Low-life criminals are capitalizing on people's fears of the Zika virus in order to infect computers with malware.
According to a fact sheet published by the World Health Organization (WHO), the Zika virus is a disease that is transmitted primarily by Aedes mosquitoes, though it has been shown to be sexually transferrable in a small number of cases.
Symptoms are generally mild. Most people who contract the disease experience a fever, conjunctivitis, muscle and joint aches, skin rashes, malaise, and/or a headache for between two and seven days, at which point in time the virus goes away on its own.
In some cases, however, the virus is known to cause complications. Health officials have observed an increased rate of microcephaly, or abnormal smallness of the head that is related to incomplete brain development, in babies born from mothers who contracted the Zika virus while they were pregnant.
This complication in particular has spurred the WHO to declare the Zika virus a level 1 outbreak and to declare a Public Health Emergency of International Concern (PHEIC).
There is currently no treatment for the Zika virus, which has led to widespread fears among expecting mothers all over the world.
Unfortunately, computer criminals are now beginning to exploit these fears for nefarious purposes.
In an article published last week, Satnam Narang, senior security response manager at Symantec, discusses one attack campaign in particular that is leveraging spam emails in an attempt to infect users with malware:
"The malicious spam email claims to be from Saúde Curiosa (Curious Health), a health and wellness website in Brazil. The subject of the email says, "ZIKA VIRUS! ISSO MESMO, MATANDO COM ÁGUA!" which translates to: "Zika Virus! That's Right, killing it with water!"
The email itself uses imagery and text taken from a real article on Saúde Curiosa, but includes buttons and attachments to try to capture the recipient's attention, such as "Eliminating Mosquito! Click Here!" and "Instructions To Follow!

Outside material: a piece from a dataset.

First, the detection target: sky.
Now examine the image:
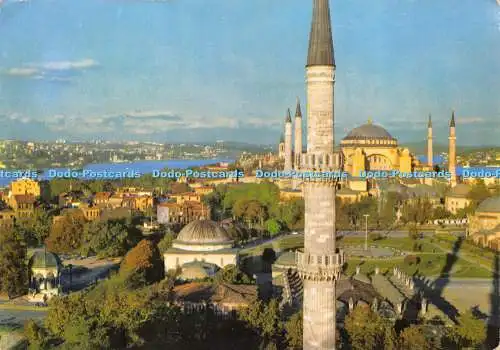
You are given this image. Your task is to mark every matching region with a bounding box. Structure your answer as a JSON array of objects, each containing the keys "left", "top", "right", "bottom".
[{"left": 0, "top": 0, "right": 500, "bottom": 145}]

Download!" as well as a file attachment."
The clickable buttons in the email redirect users, via a bit.ly-shortened URL, to a Dropbox file that was downloaded 1,610 times between February 5th and February 18th.
Both the file and the attachment have been identified as JS.Downloader, a malicious dropper that attempts to install other malware onto a user's infected machine.

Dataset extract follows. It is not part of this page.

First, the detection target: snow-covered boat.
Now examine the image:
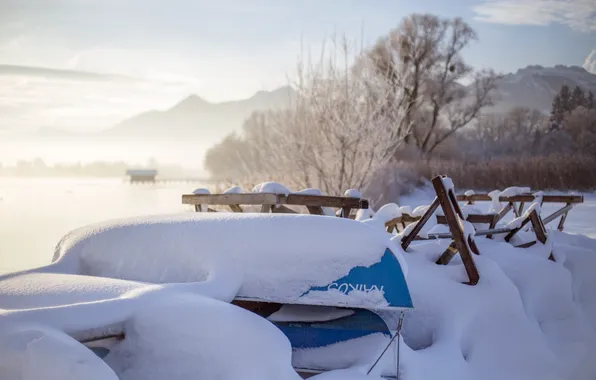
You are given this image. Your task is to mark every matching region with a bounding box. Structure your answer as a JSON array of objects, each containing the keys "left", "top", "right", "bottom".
[{"left": 43, "top": 213, "right": 413, "bottom": 374}]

Computer criminals have long been leveraging popular fears and dramatic international events to infect users with malware.
Some of the events coopted by attackers as lures in recent years include swine flu fears, the 2013 Spanish train disaster that killed 77 people, the United States' military involvement in Syria, and the mysterious disappearance of Malaysia Airlines Flight MH370.
It takes a true low-life to abuse people's concerns for a virus in order to spread malicious software.
Fortunately, it doesn't take much to avoid these emails. All a user needs to do is be careful about where they sourcetheir information.
Social media and email might provide a useful indication of breaking news, but it's better to go to the sites of reputable news agencies and the WHO directly, to find out the details for yourself.